Lawmakers vow for push in Medicaid expansion

JACKSON, MS (Mississippi News Now) -

When members of Mississippi's Legislative Black Caucus, all democrats, vowed to push for Medicaid expansion next year, senator and caucus chairman Kenneth Jones of Canton knew it wouldn't be easy.

"We cannot afford in Mississippi to have a 'let them die' attitude and we will not do that," said Jones.

An expansion would mean Medicaid coverage for all Mississippians up to 133 percent of the federal poverty level. For a family of four, that would be a qualifying income of about $30,000 a year. By expanding the program the state would get about $10 billion in federal money to cover the costs. That would cover a large majority of the more than half a million Mississippians who are currently uninsured.

"I think this is one issue where republicans and democrats need to sit down and say what's best for the state of Mississippi," said Jones.

Some republican counterparts may not entertain that idea. After the Supreme Court ruling on the Affordable Care Act, allowing states to opt out of an expansion, speaker of the house Philip Gunn came out against it.
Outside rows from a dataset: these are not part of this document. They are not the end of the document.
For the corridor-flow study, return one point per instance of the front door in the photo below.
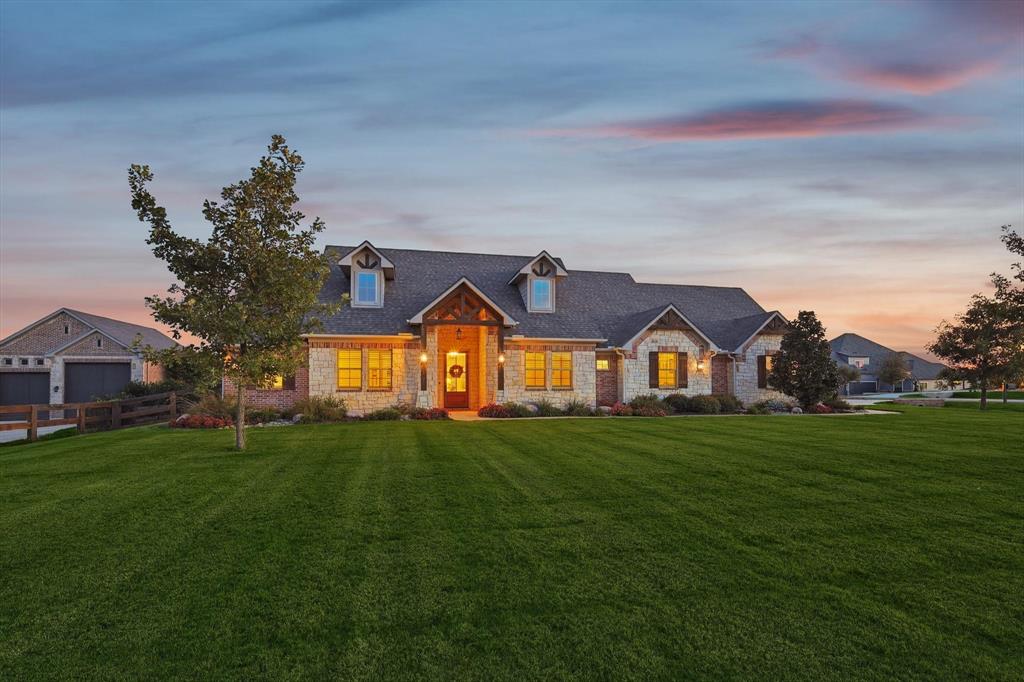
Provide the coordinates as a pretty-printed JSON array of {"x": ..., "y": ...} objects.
[{"x": 457, "y": 380}]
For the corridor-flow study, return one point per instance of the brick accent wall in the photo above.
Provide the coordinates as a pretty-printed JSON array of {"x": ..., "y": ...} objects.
[
  {"x": 607, "y": 380},
  {"x": 270, "y": 397}
]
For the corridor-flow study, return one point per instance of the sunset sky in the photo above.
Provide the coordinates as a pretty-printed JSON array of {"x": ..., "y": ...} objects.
[{"x": 854, "y": 159}]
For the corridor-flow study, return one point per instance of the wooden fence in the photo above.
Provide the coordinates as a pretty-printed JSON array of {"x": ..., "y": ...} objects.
[{"x": 102, "y": 415}]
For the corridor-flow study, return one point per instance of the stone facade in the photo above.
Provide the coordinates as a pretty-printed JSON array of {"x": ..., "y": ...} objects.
[
  {"x": 745, "y": 382},
  {"x": 636, "y": 373},
  {"x": 584, "y": 375}
]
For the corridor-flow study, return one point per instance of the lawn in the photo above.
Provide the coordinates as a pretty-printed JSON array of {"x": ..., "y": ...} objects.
[{"x": 870, "y": 547}]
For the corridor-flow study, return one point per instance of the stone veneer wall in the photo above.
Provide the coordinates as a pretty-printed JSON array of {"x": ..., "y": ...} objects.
[
  {"x": 636, "y": 377},
  {"x": 584, "y": 375},
  {"x": 404, "y": 382},
  {"x": 747, "y": 371}
]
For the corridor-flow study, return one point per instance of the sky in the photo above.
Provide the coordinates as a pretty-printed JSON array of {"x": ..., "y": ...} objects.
[{"x": 853, "y": 159}]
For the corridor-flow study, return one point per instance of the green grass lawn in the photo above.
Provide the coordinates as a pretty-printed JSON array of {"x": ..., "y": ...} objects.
[{"x": 876, "y": 547}]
"This act will be a budget-buster for our state and an additional burden on the taxpayers," said Gunn.

Gunn joined with Lieutenant Governor Tate Reeves and Governor Phil Bryant in opposition to an expansion saying the state can't afford it. Reeves says an expansion would come with a state expense of about $1.7 billion over the next ten years. Jones recognizes budgetary constraints but says with the state spending money in areas like voter ID, why not put money in Medicaid.

"If there are some concerns about the finances then let's go ahead and see what we can do without jeopardizing the rest of our budget," said Jones.

Even with republicans, and their opposition, in control of both the house and senate, it doesn't mean these democratic lawmakers aren't going to try.

"If this is going to be a divisive issue with the state of Mississippi then so be it," said Jones. "We're going to let it be a divisive issue because we're going to fight for this more so than we've fought for anything else."